Algunos seguían abalanzándose hacia Kiara movidos únicamente por el instinto ciego.
Pero otros, alterados y confundidos por el aroma de la sangre de sus compañeros y el caos químico desatado en sus cuerpos, empezaron a atacarse entre sí en episodios de locura.
Toda la situación dentro de la cápsula, de forma casi imperceptible, se había invertido.
Y Kiara parecía la jugadora maestra plantada en el centro de aquel pandemónium.
Paso a paso, guiada por un tablero previamente diseñado, fue quebrando sistemáticamente la estabilidad de aquellas criaturas.
...
En el palco VIP exclusivo.
Al principio, El Enviado estaba relajado en el sofá, sonriendo de oreja a oreja.

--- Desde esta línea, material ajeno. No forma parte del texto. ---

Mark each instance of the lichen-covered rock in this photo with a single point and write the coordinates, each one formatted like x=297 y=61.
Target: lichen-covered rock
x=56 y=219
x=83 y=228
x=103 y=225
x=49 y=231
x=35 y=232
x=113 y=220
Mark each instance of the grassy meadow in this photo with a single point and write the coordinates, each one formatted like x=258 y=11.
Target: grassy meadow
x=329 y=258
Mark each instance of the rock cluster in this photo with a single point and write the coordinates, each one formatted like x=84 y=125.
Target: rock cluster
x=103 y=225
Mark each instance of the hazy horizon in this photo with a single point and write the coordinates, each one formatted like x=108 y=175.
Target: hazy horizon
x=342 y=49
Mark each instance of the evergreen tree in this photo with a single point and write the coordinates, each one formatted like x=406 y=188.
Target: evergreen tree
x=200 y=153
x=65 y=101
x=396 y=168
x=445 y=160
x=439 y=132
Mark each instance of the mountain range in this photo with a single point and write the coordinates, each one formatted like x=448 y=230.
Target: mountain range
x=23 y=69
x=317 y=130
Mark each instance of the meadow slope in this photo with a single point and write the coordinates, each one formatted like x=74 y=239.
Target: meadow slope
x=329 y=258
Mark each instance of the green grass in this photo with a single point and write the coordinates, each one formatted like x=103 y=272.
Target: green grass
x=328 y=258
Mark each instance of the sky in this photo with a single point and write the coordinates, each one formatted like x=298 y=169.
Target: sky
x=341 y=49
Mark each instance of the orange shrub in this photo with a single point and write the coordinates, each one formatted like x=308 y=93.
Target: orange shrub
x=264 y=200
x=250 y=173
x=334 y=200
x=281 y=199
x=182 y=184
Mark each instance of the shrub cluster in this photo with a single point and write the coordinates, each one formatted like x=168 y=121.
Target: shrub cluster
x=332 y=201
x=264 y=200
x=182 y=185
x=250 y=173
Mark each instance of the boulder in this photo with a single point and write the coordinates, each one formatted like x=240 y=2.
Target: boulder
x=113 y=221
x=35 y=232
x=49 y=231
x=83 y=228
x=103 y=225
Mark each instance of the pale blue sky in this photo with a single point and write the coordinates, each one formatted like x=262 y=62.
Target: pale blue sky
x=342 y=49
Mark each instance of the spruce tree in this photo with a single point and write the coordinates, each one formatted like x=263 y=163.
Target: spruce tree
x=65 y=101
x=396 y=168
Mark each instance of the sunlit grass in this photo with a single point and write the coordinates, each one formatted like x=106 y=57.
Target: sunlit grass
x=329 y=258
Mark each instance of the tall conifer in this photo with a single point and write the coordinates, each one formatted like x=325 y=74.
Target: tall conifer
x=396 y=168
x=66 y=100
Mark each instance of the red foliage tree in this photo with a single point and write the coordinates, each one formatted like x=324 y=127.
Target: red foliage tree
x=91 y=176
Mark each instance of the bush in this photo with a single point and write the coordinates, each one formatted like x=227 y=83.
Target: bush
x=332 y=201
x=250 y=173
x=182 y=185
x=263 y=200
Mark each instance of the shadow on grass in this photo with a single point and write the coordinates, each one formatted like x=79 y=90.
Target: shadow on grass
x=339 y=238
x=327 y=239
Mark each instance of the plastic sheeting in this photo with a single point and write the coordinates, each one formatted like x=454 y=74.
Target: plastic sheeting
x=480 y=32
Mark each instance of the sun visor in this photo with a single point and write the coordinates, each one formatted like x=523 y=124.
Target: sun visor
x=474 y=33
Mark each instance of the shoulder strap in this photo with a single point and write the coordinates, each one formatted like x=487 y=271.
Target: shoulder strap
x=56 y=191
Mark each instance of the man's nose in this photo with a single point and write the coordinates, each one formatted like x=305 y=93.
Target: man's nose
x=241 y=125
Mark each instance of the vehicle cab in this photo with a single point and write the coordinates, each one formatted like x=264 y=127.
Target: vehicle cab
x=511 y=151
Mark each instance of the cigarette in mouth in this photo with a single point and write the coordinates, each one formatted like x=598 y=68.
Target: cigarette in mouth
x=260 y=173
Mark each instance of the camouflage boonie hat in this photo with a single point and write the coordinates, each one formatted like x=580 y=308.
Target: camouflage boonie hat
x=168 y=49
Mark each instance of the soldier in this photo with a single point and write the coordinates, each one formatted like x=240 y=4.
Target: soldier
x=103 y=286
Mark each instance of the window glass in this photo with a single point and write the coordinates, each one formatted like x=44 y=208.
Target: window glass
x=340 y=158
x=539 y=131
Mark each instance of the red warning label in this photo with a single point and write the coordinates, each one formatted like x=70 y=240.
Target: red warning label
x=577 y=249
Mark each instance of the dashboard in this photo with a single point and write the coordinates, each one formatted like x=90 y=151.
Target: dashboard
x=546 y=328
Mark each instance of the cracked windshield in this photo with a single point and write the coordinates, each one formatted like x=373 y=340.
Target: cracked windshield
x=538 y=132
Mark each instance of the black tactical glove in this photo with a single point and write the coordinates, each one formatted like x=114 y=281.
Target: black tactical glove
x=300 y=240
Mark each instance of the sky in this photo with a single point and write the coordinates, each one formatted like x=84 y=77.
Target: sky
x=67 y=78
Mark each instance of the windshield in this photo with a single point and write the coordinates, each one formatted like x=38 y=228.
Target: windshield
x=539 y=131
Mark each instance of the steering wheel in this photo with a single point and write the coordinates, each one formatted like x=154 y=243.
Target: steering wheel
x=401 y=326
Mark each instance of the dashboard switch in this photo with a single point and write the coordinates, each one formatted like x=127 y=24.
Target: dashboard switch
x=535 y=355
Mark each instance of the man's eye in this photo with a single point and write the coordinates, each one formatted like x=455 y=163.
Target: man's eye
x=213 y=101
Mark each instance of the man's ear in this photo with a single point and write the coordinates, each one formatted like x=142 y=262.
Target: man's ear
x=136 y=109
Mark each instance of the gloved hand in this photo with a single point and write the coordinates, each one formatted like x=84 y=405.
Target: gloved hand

Reía con frialdad, con una certeza absoluta, como quien disfruta presenciando una cacería brutal con un final ya garantizado.
Pero a medida que observaba.
La sonrisa en su rostro se fue paralizando, borrándose lentamente.
Porque al fin se dio cuenta de que algo andaba muy mal.
Se suponía que los cinco bio-quimeras perfectos, atacando juntos, debían agotar progresivamente la energía de Kiara, hasta que finalmente terminaran despedazándola.
Pero ahora, a pesar de que ella tenía sangre en el labio y su brazo estaba claramente magullado por los golpes directos...
Su ritmo de pelea no se había alterado en absoluto.
De hecho, sus movimientos eran cada vez más precisos y estables.
Mientras que los cinco bio-quimeras, por el contrario, eran un auténtico desastre.
Eran un completo caos.
Cuando ocurrieron los primeros errores, El Enviado pensó que era simple casualidad.
Pero después del segundo... y del tercero...
Por fin entendió lo que sucedía.
¡No era ninguna coincidencia!
Era Kiara Ibarra, ella los estaba desorganizando a propósito.
El rostro de El Enviado se oscureció y palideció a partes iguales.
Sus ojos, inyectados de malicia como los de una víbora venenosa, estaban clavados en la silueta de la chica en la pantalla. Apretaba los dientes con tanta fuerza que casi se oía el crujido.
¡Cómo era posible que Kiara Ibarra descubriera la forma de doblegar a esos especímenes perfectos en tan poco tiempo!
Esa maldita mocosa...
A su lado, los directivos de Hesperia también se percataron de la tragedia.